In gaining an iPhone 6+, I didn’t expect or want to stop using my phone as much but I hoped that I might earn control over my habit of maniacally checking it. Because, really, I could figure out how thick my coat should be, or whether a right or left is the appropriate direction in which to turn, and my mom should know the 24 hour rule: I’m still alive until a cop shows up at her doorstep. But maybe because my new phone would be so…grand, I would only use it when I absolutely needed to. Not while I was in the middle of dinner or waiting to meet someone, or walking down the street. What I learned was this:
A big screen = the business of the public domain. Whatever you’re doing is subject to scrutiny. Just last Sunday, I was having my hair washed at a salon and tweeted, “There is no moment that makes me feel so female as a room full of women having their hair washed.” The washer looked down and giggled. “Good one,” she said.
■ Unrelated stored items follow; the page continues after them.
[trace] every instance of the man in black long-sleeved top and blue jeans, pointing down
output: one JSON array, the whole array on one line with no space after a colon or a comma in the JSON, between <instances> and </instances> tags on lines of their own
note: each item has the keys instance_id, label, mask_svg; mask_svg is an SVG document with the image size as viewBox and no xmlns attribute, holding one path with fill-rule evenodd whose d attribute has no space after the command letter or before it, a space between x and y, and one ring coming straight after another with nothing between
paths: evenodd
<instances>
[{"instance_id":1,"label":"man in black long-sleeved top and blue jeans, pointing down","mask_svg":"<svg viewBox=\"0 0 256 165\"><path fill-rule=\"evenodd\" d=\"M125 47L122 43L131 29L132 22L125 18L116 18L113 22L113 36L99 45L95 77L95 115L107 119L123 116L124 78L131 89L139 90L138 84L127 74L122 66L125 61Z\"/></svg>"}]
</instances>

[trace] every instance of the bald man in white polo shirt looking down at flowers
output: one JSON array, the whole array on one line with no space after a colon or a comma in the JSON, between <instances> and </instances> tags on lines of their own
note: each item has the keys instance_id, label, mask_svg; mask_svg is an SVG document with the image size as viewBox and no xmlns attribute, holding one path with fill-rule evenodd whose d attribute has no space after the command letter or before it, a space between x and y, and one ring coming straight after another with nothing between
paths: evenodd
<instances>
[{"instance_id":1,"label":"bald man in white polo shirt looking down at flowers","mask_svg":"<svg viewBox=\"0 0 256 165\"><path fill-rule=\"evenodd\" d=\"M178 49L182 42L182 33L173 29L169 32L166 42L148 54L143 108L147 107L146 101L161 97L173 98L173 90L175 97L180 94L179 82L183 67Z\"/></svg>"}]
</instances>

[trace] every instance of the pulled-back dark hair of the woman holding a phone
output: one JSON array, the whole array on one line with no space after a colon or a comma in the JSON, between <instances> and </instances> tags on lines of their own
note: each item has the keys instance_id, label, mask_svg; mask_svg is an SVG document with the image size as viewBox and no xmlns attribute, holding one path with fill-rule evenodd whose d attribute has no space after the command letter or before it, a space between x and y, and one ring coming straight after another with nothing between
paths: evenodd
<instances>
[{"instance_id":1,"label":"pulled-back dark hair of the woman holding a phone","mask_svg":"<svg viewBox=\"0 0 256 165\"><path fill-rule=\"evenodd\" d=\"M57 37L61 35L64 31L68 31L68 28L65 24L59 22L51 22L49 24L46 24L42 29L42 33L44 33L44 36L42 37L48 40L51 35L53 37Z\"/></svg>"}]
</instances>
Forgo morning scrolls. If you’re used to reaching for your phone when you first wake up, prepare yourself to break the habit of in-bed entertainment unless you’re willing to use both hands while you lay on your side and lose feeling in the arm carrying your bodyweight. You will notice this when your scroll becomes limp. And once it is limp, you can rest assured that the shooting needles of numbness will perpetuate immobility in that arm. It will get better, yes, but why allow it to get bad in the first place?
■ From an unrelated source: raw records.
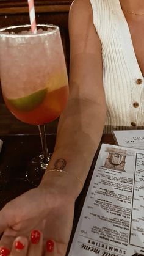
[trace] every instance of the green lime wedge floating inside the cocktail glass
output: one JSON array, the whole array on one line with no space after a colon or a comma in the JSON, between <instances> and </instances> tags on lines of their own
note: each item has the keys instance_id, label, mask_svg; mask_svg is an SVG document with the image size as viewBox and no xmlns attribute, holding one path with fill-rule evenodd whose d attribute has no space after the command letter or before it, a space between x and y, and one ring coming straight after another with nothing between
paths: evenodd
<instances>
[{"instance_id":1,"label":"green lime wedge floating inside the cocktail glass","mask_svg":"<svg viewBox=\"0 0 144 256\"><path fill-rule=\"evenodd\" d=\"M28 96L15 99L7 99L11 105L20 111L31 111L43 101L47 92L47 88L38 90Z\"/></svg>"}]
</instances>

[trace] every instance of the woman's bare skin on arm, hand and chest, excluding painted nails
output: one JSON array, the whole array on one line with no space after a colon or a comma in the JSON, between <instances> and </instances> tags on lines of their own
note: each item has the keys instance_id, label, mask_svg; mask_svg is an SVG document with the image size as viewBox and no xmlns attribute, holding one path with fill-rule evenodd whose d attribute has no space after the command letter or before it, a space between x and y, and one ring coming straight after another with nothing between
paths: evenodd
<instances>
[{"instance_id":1,"label":"woman's bare skin on arm, hand and chest, excluding painted nails","mask_svg":"<svg viewBox=\"0 0 144 256\"><path fill-rule=\"evenodd\" d=\"M143 0L121 0L124 9L144 13ZM79 10L81 10L81 15ZM135 54L144 74L144 16L124 12ZM73 225L74 203L82 190L88 170L99 145L106 118L103 91L101 42L93 26L89 0L75 0L70 9L70 98L59 121L57 141L48 170L58 159L65 159L64 170L70 175L47 172L38 188L8 203L0 212L1 246L12 248L10 256L43 255L46 240L54 241L50 255L64 256ZM43 233L43 243L31 249L31 230ZM26 239L25 251L12 247L16 236ZM21 238L22 236L22 238ZM24 236L24 238L23 238ZM15 242L14 242L15 243ZM28 249L28 243L30 246ZM30 252L29 252L30 250ZM35 251L36 250L36 251ZM40 250L40 251L38 251ZM31 253L31 254L30 254Z\"/></svg>"}]
</instances>

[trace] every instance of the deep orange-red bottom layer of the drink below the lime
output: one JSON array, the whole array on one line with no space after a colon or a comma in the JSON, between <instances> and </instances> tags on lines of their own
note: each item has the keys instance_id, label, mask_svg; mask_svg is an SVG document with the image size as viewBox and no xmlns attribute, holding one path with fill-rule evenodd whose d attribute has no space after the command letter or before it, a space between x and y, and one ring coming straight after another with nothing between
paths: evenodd
<instances>
[{"instance_id":1,"label":"deep orange-red bottom layer of the drink below the lime","mask_svg":"<svg viewBox=\"0 0 144 256\"><path fill-rule=\"evenodd\" d=\"M65 108L67 100L68 86L63 86L51 92L46 92L45 98L36 108L31 111L24 111L13 106L10 100L4 95L5 104L10 112L17 119L32 125L43 125L59 117Z\"/></svg>"}]
</instances>

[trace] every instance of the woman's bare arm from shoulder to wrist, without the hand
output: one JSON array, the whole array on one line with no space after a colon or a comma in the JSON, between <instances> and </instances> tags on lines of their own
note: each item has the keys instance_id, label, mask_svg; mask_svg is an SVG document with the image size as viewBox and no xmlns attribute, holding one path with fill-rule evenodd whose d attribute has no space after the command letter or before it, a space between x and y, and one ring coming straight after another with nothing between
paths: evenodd
<instances>
[{"instance_id":1,"label":"woman's bare arm from shoulder to wrist, without the hand","mask_svg":"<svg viewBox=\"0 0 144 256\"><path fill-rule=\"evenodd\" d=\"M60 180L66 182L65 189L71 189L71 193L77 197L81 186L76 185L74 176L81 178L84 183L106 117L101 43L93 25L89 0L75 0L71 5L69 31L70 98L59 120L56 147L48 169L54 169L56 161L64 159L66 166L63 170L73 175L63 174ZM58 175L48 172L43 181L51 182L52 178L57 183Z\"/></svg>"}]
</instances>

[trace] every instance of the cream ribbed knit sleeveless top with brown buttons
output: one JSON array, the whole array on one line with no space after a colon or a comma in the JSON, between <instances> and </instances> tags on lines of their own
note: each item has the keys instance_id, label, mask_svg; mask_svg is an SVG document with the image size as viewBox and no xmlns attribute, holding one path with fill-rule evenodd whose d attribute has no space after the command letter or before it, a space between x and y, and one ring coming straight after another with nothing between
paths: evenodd
<instances>
[{"instance_id":1,"label":"cream ribbed knit sleeveless top with brown buttons","mask_svg":"<svg viewBox=\"0 0 144 256\"><path fill-rule=\"evenodd\" d=\"M104 133L144 127L144 83L119 0L90 0L101 40L107 103Z\"/></svg>"}]
</instances>

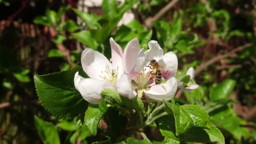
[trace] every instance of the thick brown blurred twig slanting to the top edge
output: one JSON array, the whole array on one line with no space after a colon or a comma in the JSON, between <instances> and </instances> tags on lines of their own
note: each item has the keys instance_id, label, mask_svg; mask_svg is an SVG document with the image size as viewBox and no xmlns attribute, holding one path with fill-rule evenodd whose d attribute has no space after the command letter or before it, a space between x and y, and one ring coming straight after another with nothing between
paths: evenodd
<instances>
[{"instance_id":1,"label":"thick brown blurred twig slanting to the top edge","mask_svg":"<svg viewBox=\"0 0 256 144\"><path fill-rule=\"evenodd\" d=\"M162 8L157 14L155 14L155 16L153 17L149 17L147 19L145 19L145 25L146 27L148 27L149 29L152 27L152 21L156 21L158 19L160 19L160 17L162 17L170 8L173 7L173 5L175 5L179 0L172 0L170 3L168 3L167 5L165 5L164 8Z\"/></svg>"}]
</instances>

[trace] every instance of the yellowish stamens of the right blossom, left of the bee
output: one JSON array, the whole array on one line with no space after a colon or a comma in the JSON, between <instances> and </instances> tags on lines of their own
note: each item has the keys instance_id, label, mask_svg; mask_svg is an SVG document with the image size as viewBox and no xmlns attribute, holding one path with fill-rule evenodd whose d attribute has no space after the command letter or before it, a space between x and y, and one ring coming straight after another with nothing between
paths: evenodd
<instances>
[{"instance_id":1,"label":"yellowish stamens of the right blossom, left of the bee","mask_svg":"<svg viewBox=\"0 0 256 144\"><path fill-rule=\"evenodd\" d=\"M143 69L142 72L140 72L135 77L138 88L140 89L148 88L151 78L152 78L152 73L150 73L150 71L146 72L146 69Z\"/></svg>"}]
</instances>

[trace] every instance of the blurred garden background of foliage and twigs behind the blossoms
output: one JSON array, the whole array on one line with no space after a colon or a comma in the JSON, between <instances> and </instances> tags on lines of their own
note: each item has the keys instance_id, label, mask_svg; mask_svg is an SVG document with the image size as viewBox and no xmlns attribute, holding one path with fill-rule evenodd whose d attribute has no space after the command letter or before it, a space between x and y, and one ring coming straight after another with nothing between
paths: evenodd
<instances>
[{"instance_id":1,"label":"blurred garden background of foliage and twigs behind the blossoms","mask_svg":"<svg viewBox=\"0 0 256 144\"><path fill-rule=\"evenodd\" d=\"M41 106L33 76L80 66L87 47L110 59L110 37L176 53L178 75L194 67L200 88L175 98L202 106L226 143L256 143L256 0L112 1L0 0L1 144L42 143L34 115L56 125L61 143L79 142L72 123Z\"/></svg>"}]
</instances>

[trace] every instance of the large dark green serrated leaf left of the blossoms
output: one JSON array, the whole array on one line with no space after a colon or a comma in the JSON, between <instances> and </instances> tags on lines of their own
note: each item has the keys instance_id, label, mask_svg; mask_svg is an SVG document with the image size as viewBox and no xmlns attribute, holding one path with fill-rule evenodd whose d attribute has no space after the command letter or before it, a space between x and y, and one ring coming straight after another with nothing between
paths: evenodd
<instances>
[{"instance_id":1,"label":"large dark green serrated leaf left of the blossoms","mask_svg":"<svg viewBox=\"0 0 256 144\"><path fill-rule=\"evenodd\" d=\"M48 75L35 75L37 96L43 107L63 119L84 114L88 102L83 99L74 85L75 73L86 77L82 67Z\"/></svg>"}]
</instances>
The bag thing is not a myth. It really doesn’t fit in many handbags and if you, like me, have chosen to live a life hands-free, there is a 100% chance that you will be presented with the question of whether you must abandon your phone every time you resolve to leave home and a 25% chance that you might actually have to. Which, incidentally, is okay, because as humans, we are made to adapt.
So maybe by the rules of evolution, babies of the future will be born with paws, or 6th fingers on their dominant hands. This could also just be a phase: a technological joke-cum-advance running in tandem with fashion’s 90’s redux. Everyone keeps acknowledging the fact that I look like I’m texting on a computer monitor, which I appreciate, but I ask you to consider this: Zack Morris’ phone couldn’t fit in his evening clutch either.